スパーダとセルゲイは特務支援課のメンバーに悪魔について話した。近々あった議員殺しや、大量殺人、その犯人は全てスパーダであるという。これだけなら、猟奇犯罪者だろう。

しかし、悪魔という存在か大きかった。

 

「コイツは色んな人間から報酬で悪魔を殺す依頼を受けたり、個人的に悪魔狩りをしているデビルハンターだ。また、何でも屋をしていてな。遊撃士に頼みづらい仕事もする」

 

「グレーの仕事だ、言うが違法ではないからな」

 

「…その、悪魔とはジオフロントの」

 

「あぁ、あのあと仲間が達成報告をしたらしくてな。
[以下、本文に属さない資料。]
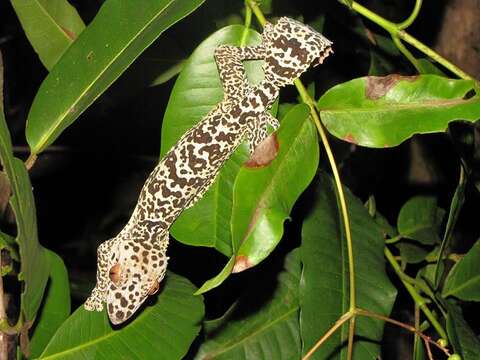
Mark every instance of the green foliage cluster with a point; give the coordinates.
(243, 215)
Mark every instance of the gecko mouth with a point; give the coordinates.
(154, 289)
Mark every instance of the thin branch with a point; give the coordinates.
(409, 21)
(342, 320)
(417, 298)
(396, 31)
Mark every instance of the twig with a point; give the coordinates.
(343, 319)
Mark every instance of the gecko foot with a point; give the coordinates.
(94, 301)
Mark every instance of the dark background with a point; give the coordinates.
(87, 182)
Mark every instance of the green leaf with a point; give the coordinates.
(453, 215)
(385, 111)
(56, 305)
(219, 278)
(197, 90)
(163, 330)
(463, 281)
(412, 252)
(51, 27)
(419, 220)
(34, 267)
(463, 339)
(117, 35)
(259, 327)
(324, 287)
(265, 195)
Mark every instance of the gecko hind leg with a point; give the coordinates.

警備隊が見聞しにいったら大量の死体の食残しがあったそうだ」

 

セルゲイは

 

「気を確かに持てよ」

 

と事前に言った、そして茶封筒を出す。

見たのはロイド、スパーダ、ランディの3人。

 

「…っそだろ」

 

「酷い……こんな」

 

「悪魔だ、コレがな」

 

食いかけの遺体、その中には赤児や子供も多くいる。

きっと迷い込んだ子供を食べていたのだろう。

 

「悪魔に関してだが、俺達警察の仕事じゃない」

 

「なっ!おいおい…流石に」

 

「遊撃士も知らん、知っているのは一部の警察上層部ぐらい。

スパーダが居るのはお前達が悪魔とやり合う可能性があるからだ。もしもの時の訓練教官。それが、スパーダだ」

 

場が重苦しい空気になるが、スパーダは変わらず告げる。

 

「…覚悟が有るやつが残れ。何かを変えたい、自分を研きたい、そんな奴が必要だ。だが……俺はお前達を監督して思った。

何れは、最高のチームになるとな。だから、残ってくれたら嬉しい」

 

その夜、スパーダが特務支援課の玄関当たりにある来客用のソファで寝ているとロイドから声をかけられた。

 

「あの、どうして此処に」

 

「あぁ、俺だけ此処のビルじゃないからな」

 

「クロスベルにお店があるんでしたよね」

 

「……そうだ、ロイド。ちょっと来い」

 

スパーダはロイドを連れ、ビルの外に出た。

 

「……ガイ・バニングスお前の兄貴か」

 

「あの、兄を知っているのですか?」

 

「たった一度だけだが、あった事がある。彼奴は熱血漢って言い方が相応しい奴だった。誰かを守れる、そんな奴だ」

 

「……」

 

「でもな、お前はロイド・バニングスでガイ・バニングスじゃない」

 

スパーダはロイドの頭を撫でた。

 

「あの」

 

「悩め、悩んで、悩んで、悩み抜け!答えなんて一つじゃない。お前のすきなようにしろ」

 

ロイドにはソレが自分の知る一人の漢に見えた。

 

「……(まぁ、帰らない俺の言えた義理はないが)」

 

スパーダはロイドに一言言い、与えられた自室に入った。